Node Replication (NR), as the authors point out, outperforms lock-free algorithms by 2.4X and and 3.1X for a priority queue and a dictionary, and by 8X and 30X for lock-based algorithms on the same structures. The principal idea here is that the framework is designed to take any sequential, UMA data structure and be able to convert that to be NUMA aware without the programmer needing to have an understanding for concurrency, cache coherency and optimizations for reducing the bus traffic. NR replicates the data structure across the nodes, each node having its own copy. The replicas are kept in sync by using a shared log that is accessed via flat combining by threads local to the node, and by using lock free appending across nodes.

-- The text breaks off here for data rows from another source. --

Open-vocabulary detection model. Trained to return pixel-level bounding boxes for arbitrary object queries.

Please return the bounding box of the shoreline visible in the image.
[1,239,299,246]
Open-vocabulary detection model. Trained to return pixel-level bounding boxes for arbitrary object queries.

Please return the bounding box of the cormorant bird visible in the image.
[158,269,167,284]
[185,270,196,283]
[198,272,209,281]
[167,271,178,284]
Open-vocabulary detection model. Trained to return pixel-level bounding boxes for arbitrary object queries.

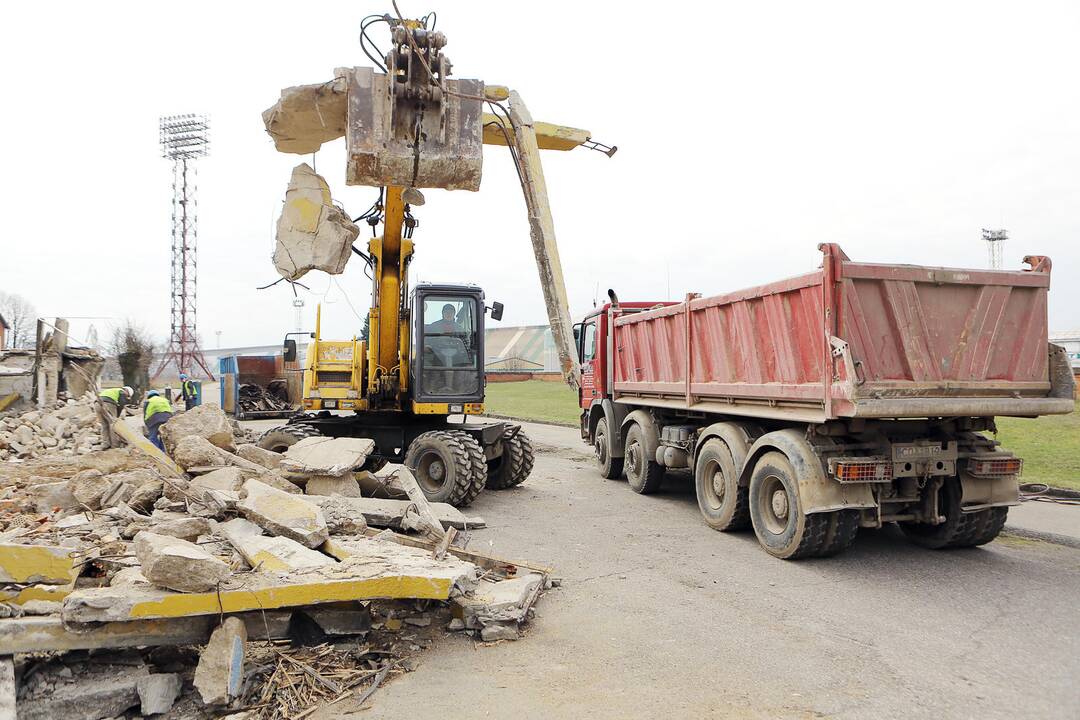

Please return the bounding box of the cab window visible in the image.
[581,322,597,362]
[421,296,479,394]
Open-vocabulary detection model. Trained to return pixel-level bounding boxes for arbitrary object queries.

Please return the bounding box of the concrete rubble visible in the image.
[0,390,551,718]
[273,163,360,282]
[0,394,105,461]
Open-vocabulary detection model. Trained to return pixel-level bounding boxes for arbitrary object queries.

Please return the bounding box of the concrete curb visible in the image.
[1002,525,1080,550]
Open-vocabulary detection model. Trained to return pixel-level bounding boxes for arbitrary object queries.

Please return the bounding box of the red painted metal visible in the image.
[603,245,1062,421]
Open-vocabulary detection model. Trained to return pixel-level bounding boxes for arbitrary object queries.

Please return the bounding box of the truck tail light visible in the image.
[967,457,1023,478]
[831,458,893,483]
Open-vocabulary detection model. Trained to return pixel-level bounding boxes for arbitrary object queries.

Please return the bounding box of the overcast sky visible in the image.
[2,0,1078,354]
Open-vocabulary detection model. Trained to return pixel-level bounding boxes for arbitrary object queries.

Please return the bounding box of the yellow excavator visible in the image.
[256,10,611,506]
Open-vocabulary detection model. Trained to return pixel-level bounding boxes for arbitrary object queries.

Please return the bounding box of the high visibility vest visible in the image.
[144,395,173,421]
[99,388,123,404]
[182,380,196,399]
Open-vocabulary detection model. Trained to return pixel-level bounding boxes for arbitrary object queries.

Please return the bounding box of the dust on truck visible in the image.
[577,244,1075,559]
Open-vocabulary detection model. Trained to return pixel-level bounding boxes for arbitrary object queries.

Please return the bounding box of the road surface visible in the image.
[287,420,1080,720]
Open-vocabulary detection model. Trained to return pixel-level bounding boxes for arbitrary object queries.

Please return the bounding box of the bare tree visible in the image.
[0,292,37,349]
[110,320,157,401]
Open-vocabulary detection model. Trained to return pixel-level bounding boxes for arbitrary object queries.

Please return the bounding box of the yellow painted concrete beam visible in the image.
[0,543,78,585]
[482,113,590,151]
[0,581,75,605]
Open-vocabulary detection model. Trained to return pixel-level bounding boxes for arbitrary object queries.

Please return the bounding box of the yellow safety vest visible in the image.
[99,388,123,404]
[144,395,173,421]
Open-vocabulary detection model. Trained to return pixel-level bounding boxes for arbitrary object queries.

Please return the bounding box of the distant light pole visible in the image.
[215,330,222,349]
[982,228,1007,270]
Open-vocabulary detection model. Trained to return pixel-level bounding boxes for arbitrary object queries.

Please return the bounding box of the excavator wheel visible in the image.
[256,424,322,453]
[485,427,535,490]
[405,430,487,507]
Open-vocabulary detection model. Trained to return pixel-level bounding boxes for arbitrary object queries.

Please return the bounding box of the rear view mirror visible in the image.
[490,302,504,321]
[283,338,297,362]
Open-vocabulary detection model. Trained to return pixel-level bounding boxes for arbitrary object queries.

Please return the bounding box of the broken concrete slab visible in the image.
[136,672,183,715]
[0,657,11,720]
[159,403,236,455]
[314,496,369,535]
[171,435,228,471]
[27,480,80,513]
[236,443,283,470]
[62,541,478,623]
[456,572,545,640]
[301,495,485,531]
[191,466,245,493]
[262,74,348,154]
[272,164,359,282]
[304,474,362,497]
[151,516,212,542]
[239,478,328,548]
[0,542,77,585]
[217,518,336,572]
[67,468,111,509]
[194,617,246,706]
[0,611,297,654]
[133,531,231,593]
[0,580,75,606]
[253,470,303,495]
[15,662,149,720]
[282,436,374,476]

Flat combining is a technique wherein instead of each thread wishing to make an update going through a synchronization barrier, the operations that need to be carried out are batched up and a leader thread combines all the updates that need to be made to the structure. This approach greatly reduces the overhead of going through a synchronization primitive and the resulting cache coherency bus traffic. The combiner of each node writes the local updates to the shared log, replays the log on the local replica if needed and executes all the outstanding local updates. Only the combiner threads of each node need to perform the CAS on the shared log, so the cross node synchronization is quite limited and scales only with the number of NUMA nodes in the system instead of the number of cores. Read operations can run in parallel and without any cross node communication if the local node’s replica is fresh. Each local node has a pointer to the entry in the shared log which indicates how many updates have been processed by that particular node.
The data structure needs to be represented in the form of 3 methods that NR uses to maintain the consistency of the data structure over its lifetime:
- Create(): Creates the data structure and returns a pointer to the instance.
- Execute(obj, op, args): Executes an operation on instance obj represented by op taking arguments args.
- IsReadOnly(obj, op): Is the operation op a read-only operation. This is used for implementing read-only optimizations for data structures by NR.
Concurrency is hard to design for, and also very hard to verify so the NR framework aims to abstract these concerns out from the design of a data structure. Some drawbacks of the framework apart from the memory overhear are that currently, if a thread blocks to complete an operation it can block the system from making forward progress since other nodes might need to replay entries that the node is updating. In conclusion, NR is a good technique to employ for designing for highly contended data structures if there is no alternative that can be employed to avoid the contention in the first place.